Tra allargamento a est e cooperazione con l’Africa

Il secondo cerchio è l’Ue a 27 Stati o più, ma il processo di allargamento diventa perseguibile solo se si realizza il primo cerchio. Infatti, non si può fare allargamento senza approfondimento istituzionale: con solo il primo si costruisce un condominio sempre più numeroso, ma dove le decisioni diventano sempre più impossibili, soprattutto se si moltiplicano i diritti nazionali di veto. L’approfondimento istituzionale verso il bilancio federale e il debito comune è il perno per attuare seriamente un allargamento necessario verso il sud-est balcanico e, eventualmente, fino all’Ucraina.

C’è infine un terzo cerchio che vent’anni fa avevo chiamato Trattato di Libero Scambio e Cooperazione allo Sviluppo Europa-Africa, cioè Europe and Africa Free Trade and Development Treaty. Questo è il più largo e altrettanto urgente da costruire tra Europa e Africa, secondo l’approccio avveniristico di Enrico Mattei e non secondo le troppe storie di conquiste coloniali, passate e recenti.

Questa Europa a tre cerchi è una sciocchezza, un’utopia, una visione un po’ fantasmagorica oppure è un’impellente urgenza? Per rispondere basta capire quale sia l’unica alternativa a questa… utopia. Stati Uniti ed Europa contano insieme un miliardo di persone, ma ce ne sono altre sette miliardi fuori dal mondo che chiamiamo Occidente. L’alternativa è, quindi, un’Europa decadente nel ventunesimo secolo, con gli Usa che tentano di far da soli di fronte al resto del mondo. Questo secolo diventerà allora il secolo dell’Asia, con Cina, India e Russia al seguito.

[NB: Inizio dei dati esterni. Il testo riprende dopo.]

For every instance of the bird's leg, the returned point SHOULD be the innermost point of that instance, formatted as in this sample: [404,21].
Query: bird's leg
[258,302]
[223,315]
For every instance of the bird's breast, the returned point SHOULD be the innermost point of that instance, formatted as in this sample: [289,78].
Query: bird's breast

Basta non fare niente e questo avverrà. Se vogliamo che questo sia un secolo di equilibrio mondiale, governato anche da Stati Uniti ed Europa come protagonisti, occorre essere presenti insieme: né l’uno, né l’altro può farcela da solo. Ciò vale soprattutto per l’Europa, che manca di una politica estera e di difesa, di campioni delle nuove tecnologie e di molto altro ancora.